Children’s Identity as Mathematical Thinkers
Written by Thomas P. Carpenter, Elizabeth Fennema, Megan Loef Franke, Linda Levi, and Susan B. Empson
As students in CGI classrooms acquire knowledge and skills, they also develop a sense of themselves as mathematicians. Students learn to see themselves as capable; they know they can figure out how to solve problems, even problems that may seem challenging at first. They know that they can learn by solving problems and exchanging ideas with each other and that a problem that seems hard one day may seem just right in a month or two. They see that explaining their strategies, asking questions of others, and trying a new representation or tool will help them figure out a new strategy.

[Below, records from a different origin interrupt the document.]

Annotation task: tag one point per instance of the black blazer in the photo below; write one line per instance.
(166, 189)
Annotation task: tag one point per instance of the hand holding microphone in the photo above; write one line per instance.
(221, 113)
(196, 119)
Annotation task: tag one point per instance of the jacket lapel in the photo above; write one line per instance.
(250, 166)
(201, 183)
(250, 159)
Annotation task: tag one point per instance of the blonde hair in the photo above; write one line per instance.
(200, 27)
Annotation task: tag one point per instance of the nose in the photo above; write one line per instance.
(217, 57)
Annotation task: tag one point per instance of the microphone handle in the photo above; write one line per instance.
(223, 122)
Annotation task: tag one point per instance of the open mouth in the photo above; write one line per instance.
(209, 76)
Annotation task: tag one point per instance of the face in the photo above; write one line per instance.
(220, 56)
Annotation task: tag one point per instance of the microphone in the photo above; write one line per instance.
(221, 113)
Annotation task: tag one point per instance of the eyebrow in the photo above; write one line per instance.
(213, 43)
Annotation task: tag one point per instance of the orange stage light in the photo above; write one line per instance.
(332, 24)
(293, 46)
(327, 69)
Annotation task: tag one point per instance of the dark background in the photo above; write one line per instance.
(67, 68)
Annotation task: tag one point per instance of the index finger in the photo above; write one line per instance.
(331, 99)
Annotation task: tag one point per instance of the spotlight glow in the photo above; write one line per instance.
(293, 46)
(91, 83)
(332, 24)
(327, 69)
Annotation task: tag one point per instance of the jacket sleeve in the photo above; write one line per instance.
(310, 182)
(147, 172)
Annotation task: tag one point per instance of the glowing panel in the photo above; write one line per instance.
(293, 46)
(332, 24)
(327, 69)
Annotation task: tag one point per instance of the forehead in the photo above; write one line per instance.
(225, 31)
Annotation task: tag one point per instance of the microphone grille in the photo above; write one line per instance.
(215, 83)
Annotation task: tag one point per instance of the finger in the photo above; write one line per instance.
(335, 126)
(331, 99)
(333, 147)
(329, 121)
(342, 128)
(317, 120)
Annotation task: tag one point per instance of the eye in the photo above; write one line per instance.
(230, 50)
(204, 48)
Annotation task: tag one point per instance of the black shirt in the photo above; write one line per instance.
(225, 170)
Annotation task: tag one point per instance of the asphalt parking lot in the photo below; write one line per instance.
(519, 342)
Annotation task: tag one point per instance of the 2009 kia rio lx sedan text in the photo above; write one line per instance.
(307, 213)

Seeing oneself as someone who can do mathematics successfully is a part of understanding. It is not just the students with the most efficient or sophisticated strategies who see themselves as capable. A primary goal of CGI is that each student, from those using strategies early in the trajectory to those using advanced strategies, see themselves as able to make sense of mathematics. This orientation is potentially one of the most enduring legacies of student participation in CGI classes in the elementary grades.
A question we are frequently asked is whether the focus on understanding in CGI classes will place students at a disadvantage if they are in classes in later grades that emphasize computational skills. You are never doing a disservice to students by helping them develop understanding. The understanding that students acquire in earlier grades will provide a foundation that can make learning skills in subsequent grades easier even if the emphasis is not on understanding. Furthermore, students believing that mathematics should make sense and that they are capable of making sense of it can support learning in any class.